Those of us who have children know that raising kids is no picnic. I think the people who remember it as the best time of their lives have conveniently forgotten those sleepless nights with a colicky baby—or the thrill of waiting for your teenager to come home safely. Sure, the memories of those years sing in your heart, but, honestly, were they painless? Did they always go as planned? And, moving...when was that fun? Okay, a new house or apartment or a different area to live can be exciting, but easy? No! Given all those experiences, shouldn’t retirement be a walk in the park? Why, then, did it seem so hard, and why did it hurt so?

Some days I thought about running away, far, far away, at least for a while. Maybe some space would help each of us adjust to this new life. But, divorce? That seemed pretty final—and I heard it can really screw up your retirement fund. Besides this was our problem, not just mine or his, and I knew we had to face it together. Still, I wondered how long it would be before I lost my mind. I started picturing myself as the lady in the corner pulling her hair out, strand by strand, as I speculated just how many more times he was going to ask me what time I would return from a meeting or who I was calling. It would have been so much easier had I known that all of this is a common occurrence for many newly retired couples. But I didn’t. I thought I was the only person to experience these retirement troubles.

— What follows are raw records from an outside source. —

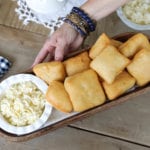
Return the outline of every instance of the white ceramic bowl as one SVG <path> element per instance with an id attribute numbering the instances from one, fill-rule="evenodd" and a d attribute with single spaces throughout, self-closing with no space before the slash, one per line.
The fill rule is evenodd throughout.
<path id="1" fill-rule="evenodd" d="M 124 24 L 126 24 L 128 27 L 134 29 L 134 30 L 150 30 L 150 24 L 149 25 L 140 25 L 140 24 L 136 24 L 134 22 L 132 22 L 131 20 L 129 20 L 123 13 L 122 7 L 120 7 L 119 9 L 117 9 L 117 15 L 119 16 L 119 18 L 122 20 L 122 22 Z"/>
<path id="2" fill-rule="evenodd" d="M 47 91 L 48 88 L 47 84 L 40 78 L 31 74 L 17 74 L 8 77 L 7 79 L 5 79 L 0 83 L 0 95 L 3 94 L 7 89 L 9 89 L 9 87 L 12 84 L 16 84 L 24 81 L 32 81 L 32 83 L 34 83 L 43 92 L 43 94 L 45 94 Z M 52 106 L 49 103 L 45 102 L 45 107 L 41 117 L 33 124 L 28 126 L 22 126 L 22 127 L 11 125 L 4 119 L 4 117 L 0 113 L 0 128 L 8 133 L 12 133 L 16 135 L 28 134 L 35 130 L 38 130 L 41 126 L 43 126 L 48 120 L 49 116 L 51 115 L 51 112 L 52 112 Z"/>

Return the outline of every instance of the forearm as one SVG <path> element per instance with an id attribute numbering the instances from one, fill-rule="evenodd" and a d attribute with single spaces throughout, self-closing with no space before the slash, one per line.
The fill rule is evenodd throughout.
<path id="1" fill-rule="evenodd" d="M 81 8 L 95 20 L 100 20 L 129 0 L 88 0 Z"/>

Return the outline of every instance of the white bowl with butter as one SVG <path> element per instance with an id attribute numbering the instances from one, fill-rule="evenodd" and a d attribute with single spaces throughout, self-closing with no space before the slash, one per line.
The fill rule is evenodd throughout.
<path id="1" fill-rule="evenodd" d="M 42 127 L 52 112 L 48 85 L 31 74 L 13 75 L 0 83 L 0 128 L 24 135 Z"/>
<path id="2" fill-rule="evenodd" d="M 135 30 L 150 30 L 150 0 L 132 0 L 117 9 L 117 15 Z"/>

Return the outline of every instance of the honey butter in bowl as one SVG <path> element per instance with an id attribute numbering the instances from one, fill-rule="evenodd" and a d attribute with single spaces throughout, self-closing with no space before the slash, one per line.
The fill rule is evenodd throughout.
<path id="1" fill-rule="evenodd" d="M 117 10 L 117 15 L 132 29 L 150 30 L 150 0 L 131 0 Z"/>
<path id="2" fill-rule="evenodd" d="M 47 84 L 31 74 L 17 74 L 0 83 L 0 128 L 24 135 L 42 127 L 52 112 Z"/>

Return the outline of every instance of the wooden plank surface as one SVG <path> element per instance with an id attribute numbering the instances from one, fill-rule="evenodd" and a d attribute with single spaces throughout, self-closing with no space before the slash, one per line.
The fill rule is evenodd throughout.
<path id="1" fill-rule="evenodd" d="M 17 5 L 14 1 L 0 0 L 0 55 L 7 57 L 13 63 L 12 68 L 5 77 L 10 76 L 18 71 L 24 71 L 31 66 L 36 54 L 42 47 L 43 42 L 45 41 L 46 36 L 49 32 L 43 26 L 39 26 L 35 23 L 24 26 L 22 24 L 22 21 L 18 19 L 17 14 L 14 12 L 14 9 L 16 7 Z M 112 15 L 99 21 L 97 30 L 86 39 L 84 45 L 93 44 L 102 32 L 107 33 L 109 36 L 114 36 L 118 33 L 128 31 L 135 30 L 130 29 L 126 25 L 124 25 L 119 20 L 116 13 L 113 13 Z M 144 31 L 143 33 L 150 34 L 150 31 Z M 113 107 L 112 109 L 105 112 L 97 113 L 87 119 L 74 123 L 71 126 L 150 146 L 149 97 L 150 93 L 136 97 L 134 101 L 129 101 L 117 107 Z M 77 135 L 82 138 L 79 138 L 75 133 L 78 133 Z M 65 137 L 60 135 L 64 135 Z M 78 130 L 72 131 L 72 129 L 70 128 L 52 132 L 48 135 L 37 138 L 37 141 L 39 143 L 40 141 L 47 141 L 47 143 L 49 143 L 48 140 L 45 139 L 51 139 L 53 137 L 55 137 L 55 140 L 53 140 L 53 142 L 63 139 L 61 143 L 53 144 L 53 148 L 56 149 L 60 149 L 61 147 L 62 149 L 65 149 L 65 147 L 63 146 L 65 143 L 67 143 L 66 140 L 69 140 L 70 143 L 72 143 L 71 140 L 73 140 L 74 142 L 72 143 L 72 145 L 76 145 L 75 147 L 77 149 L 84 149 L 86 147 L 85 144 L 83 144 L 83 146 L 85 147 L 79 146 L 82 140 L 87 143 L 87 146 L 89 148 L 93 148 L 90 147 L 90 144 L 96 144 L 98 146 L 103 145 L 103 149 L 107 150 L 149 149 L 134 144 L 132 145 L 126 142 L 123 142 L 122 144 L 121 141 L 116 141 L 112 138 L 110 138 L 108 141 L 105 141 L 104 137 L 89 133 L 85 134 L 84 132 L 80 133 Z M 2 139 L 0 139 L 0 141 L 2 141 L 3 144 L 6 142 Z M 40 147 L 38 142 L 36 142 L 36 139 L 29 141 L 29 143 L 30 142 L 32 142 L 33 145 L 35 144 L 35 148 L 33 149 L 42 148 L 42 146 Z M 6 146 L 5 144 L 4 146 Z M 12 146 L 14 149 L 17 148 L 17 145 L 13 143 L 7 144 L 9 144 L 10 147 Z M 32 144 L 30 143 L 28 145 L 27 142 L 25 143 L 25 145 L 23 144 L 24 147 L 19 145 L 18 147 L 24 149 L 27 147 L 32 149 Z M 29 147 L 26 145 L 28 145 Z M 46 144 L 44 144 L 44 146 L 45 145 Z M 49 145 L 52 145 L 52 143 Z"/>
<path id="2" fill-rule="evenodd" d="M 0 150 L 149 150 L 149 147 L 69 127 L 26 142 L 0 138 Z"/>
<path id="3" fill-rule="evenodd" d="M 17 1 L 0 0 L 0 24 L 8 27 L 26 30 L 37 34 L 48 35 L 50 30 L 43 25 L 30 22 L 27 26 L 23 25 L 23 21 L 18 19 L 15 9 L 18 7 Z"/>

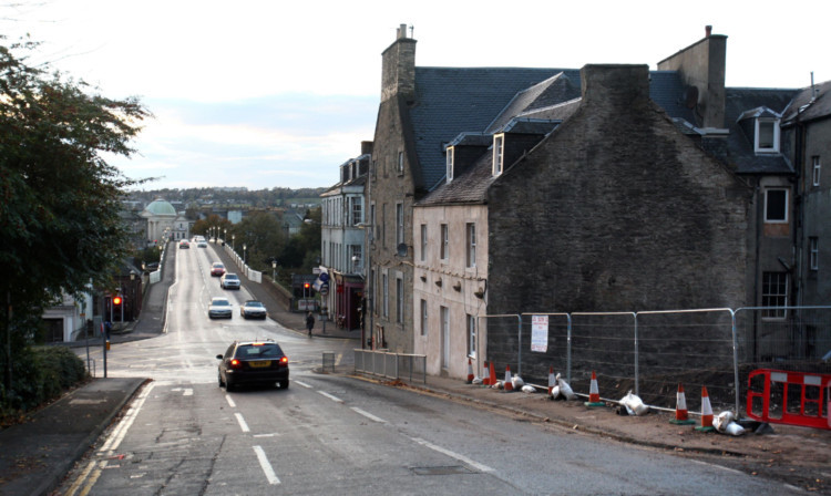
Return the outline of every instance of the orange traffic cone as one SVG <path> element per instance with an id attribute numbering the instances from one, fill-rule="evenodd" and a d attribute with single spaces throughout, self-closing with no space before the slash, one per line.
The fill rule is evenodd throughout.
<path id="1" fill-rule="evenodd" d="M 710 395 L 707 394 L 707 386 L 701 386 L 701 425 L 696 431 L 715 431 L 712 426 L 712 406 L 710 406 Z"/>
<path id="2" fill-rule="evenodd" d="M 601 401 L 601 391 L 597 388 L 597 375 L 592 371 L 592 384 L 588 386 L 588 401 L 583 403 L 586 406 L 604 406 Z"/>
<path id="3" fill-rule="evenodd" d="M 696 421 L 689 420 L 689 415 L 687 413 L 687 397 L 684 395 L 684 385 L 681 383 L 678 383 L 678 393 L 675 395 L 675 418 L 670 420 L 670 424 L 678 424 L 678 425 L 691 425 L 695 424 Z"/>
<path id="4" fill-rule="evenodd" d="M 514 383 L 511 382 L 511 365 L 505 365 L 505 392 L 510 393 L 514 390 Z"/>

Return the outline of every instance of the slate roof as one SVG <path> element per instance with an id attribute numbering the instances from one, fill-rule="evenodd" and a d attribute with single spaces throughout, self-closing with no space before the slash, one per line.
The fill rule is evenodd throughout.
<path id="1" fill-rule="evenodd" d="M 786 110 L 782 123 L 790 125 L 797 120 L 806 122 L 828 116 L 831 116 L 831 81 L 802 89 Z"/>
<path id="2" fill-rule="evenodd" d="M 649 78 L 653 101 L 670 116 L 695 122 L 676 71 L 650 71 Z M 579 87 L 577 69 L 417 66 L 410 108 L 421 168 L 417 187 L 432 190 L 442 183 L 444 148 L 460 133 L 499 128 L 516 116 L 565 118 L 576 105 L 558 105 L 579 96 Z"/>
<path id="3" fill-rule="evenodd" d="M 728 87 L 725 90 L 725 126 L 730 131 L 727 146 L 715 154 L 739 174 L 790 174 L 791 164 L 781 155 L 757 154 L 753 136 L 742 130 L 742 120 L 784 112 L 797 90 Z"/>

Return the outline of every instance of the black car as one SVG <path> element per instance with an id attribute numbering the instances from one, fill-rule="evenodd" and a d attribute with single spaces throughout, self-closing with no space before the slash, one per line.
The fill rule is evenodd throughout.
<path id="1" fill-rule="evenodd" d="M 242 384 L 274 385 L 288 389 L 288 356 L 271 340 L 234 341 L 225 354 L 217 354 L 219 388 L 227 391 Z"/>

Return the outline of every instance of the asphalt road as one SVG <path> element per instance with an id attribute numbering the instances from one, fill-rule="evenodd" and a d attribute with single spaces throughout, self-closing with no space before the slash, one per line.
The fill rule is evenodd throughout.
<path id="1" fill-rule="evenodd" d="M 111 376 L 153 382 L 60 494 L 798 494 L 655 450 L 316 373 L 324 351 L 348 364 L 352 342 L 244 321 L 247 292 L 219 288 L 208 272 L 215 258 L 212 249 L 177 254 L 167 332 L 109 353 Z M 207 318 L 219 294 L 235 304 L 229 321 Z M 218 388 L 215 355 L 252 338 L 283 345 L 288 390 Z"/>

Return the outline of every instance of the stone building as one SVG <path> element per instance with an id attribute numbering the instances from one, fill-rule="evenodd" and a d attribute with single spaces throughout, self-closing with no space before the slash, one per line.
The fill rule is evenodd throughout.
<path id="1" fill-rule="evenodd" d="M 362 142 L 361 154 L 340 165 L 338 184 L 320 195 L 321 264 L 330 278 L 321 298 L 335 324 L 349 330 L 360 329 L 363 308 L 363 190 L 371 156 L 372 142 Z"/>

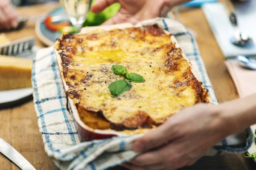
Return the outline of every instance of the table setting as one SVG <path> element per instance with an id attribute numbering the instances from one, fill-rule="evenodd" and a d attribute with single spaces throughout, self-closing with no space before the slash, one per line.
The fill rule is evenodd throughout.
<path id="1" fill-rule="evenodd" d="M 23 14 L 20 19 L 23 25 L 13 32 L 4 33 L 12 40 L 0 45 L 1 55 L 29 60 L 32 82 L 29 87 L 0 91 L 0 119 L 3 120 L 0 153 L 6 156 L 0 154 L 0 164 L 3 165 L 0 169 L 125 170 L 119 165 L 138 155 L 133 150 L 132 144 L 142 134 L 86 141 L 76 120 L 80 118 L 74 117 L 67 101 L 54 54 L 56 39 L 67 33 L 96 30 L 98 27 L 91 27 L 100 25 L 120 8 L 119 4 L 114 4 L 105 13 L 96 15 L 89 11 L 91 1 L 87 1 L 80 4 L 84 11 L 78 15 L 72 13 L 68 7 L 70 4 L 62 1 L 61 5 L 51 3 L 50 8 L 47 4 L 19 7 Z M 170 13 L 166 17 L 145 20 L 135 26 L 125 23 L 111 28 L 157 24 L 170 33 L 192 64 L 197 77 L 208 89 L 212 103 L 218 105 L 256 93 L 256 82 L 252 78 L 256 76 L 256 34 L 252 31 L 255 22 L 249 22 L 256 14 L 253 10 L 256 2 L 235 2 L 233 8 L 228 8 L 230 6 L 223 1 L 196 0 L 181 6 L 178 20 Z M 38 17 L 29 12 L 33 7 L 38 9 L 35 14 Z M 245 8 L 249 9 L 247 13 Z M 192 14 L 196 17 L 190 18 Z M 198 20 L 200 24 L 199 21 L 194 24 Z M 26 31 L 26 37 L 17 38 L 17 35 L 23 31 Z M 11 133 L 8 129 L 12 130 Z M 227 137 L 208 149 L 206 156 L 194 165 L 180 169 L 253 169 L 253 160 L 256 162 L 253 156 L 256 153 L 256 125 L 252 125 Z M 19 135 L 19 130 L 23 130 L 22 135 Z M 19 144 L 19 141 L 23 142 Z M 10 164 L 6 158 L 17 166 Z"/>

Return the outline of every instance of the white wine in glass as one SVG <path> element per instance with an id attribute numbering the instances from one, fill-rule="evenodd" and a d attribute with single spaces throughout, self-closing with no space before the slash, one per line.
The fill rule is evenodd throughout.
<path id="1" fill-rule="evenodd" d="M 79 30 L 90 11 L 92 0 L 60 0 L 72 25 Z"/>

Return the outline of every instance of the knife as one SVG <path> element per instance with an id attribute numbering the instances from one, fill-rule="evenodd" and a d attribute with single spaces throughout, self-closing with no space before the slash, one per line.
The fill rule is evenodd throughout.
<path id="1" fill-rule="evenodd" d="M 22 170 L 35 170 L 35 169 L 15 149 L 0 138 L 0 152 Z"/>

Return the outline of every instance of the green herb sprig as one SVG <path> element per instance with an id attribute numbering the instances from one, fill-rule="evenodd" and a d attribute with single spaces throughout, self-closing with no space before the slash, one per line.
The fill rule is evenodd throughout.
<path id="1" fill-rule="evenodd" d="M 253 136 L 254 136 L 254 138 L 256 139 L 256 134 L 254 134 L 253 135 Z M 252 158 L 253 159 L 254 159 L 255 160 L 256 160 L 256 152 L 253 153 L 248 156 L 245 156 L 243 155 L 242 155 L 242 156 L 245 157 L 245 158 Z"/>
<path id="2" fill-rule="evenodd" d="M 113 65 L 112 71 L 116 75 L 123 76 L 128 80 L 134 82 L 144 82 L 145 80 L 140 74 L 134 73 L 127 74 L 127 69 L 122 65 Z M 111 83 L 108 89 L 112 95 L 117 96 L 128 91 L 131 88 L 131 83 L 125 79 L 117 80 Z"/>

This Wasn’t What I Imagined

Our retirement journey began on an ordinary day in May. When my husband left for work that morning, I anticipated him coming home weary, with more bad news, but hopeful that the company would survive a recent economic downturn.

His company supplied the textile industry with materials for their manufacturing process.

Overall, the business climate for the New England textile indus- try faced numerous obstacles as manufacturing companies moved their factories to the south or abroad. Those who make their living in this industry know—all too well—the domino effect of New England mills and factories disappearing on a regular basis. Beautiful brick mill buildings along many rivers, now renovated for art studios or stores, serve as a testimony to historic preservation and reuse, but they also represent lost jobs and significant life changes for thousands of workers throughout the region.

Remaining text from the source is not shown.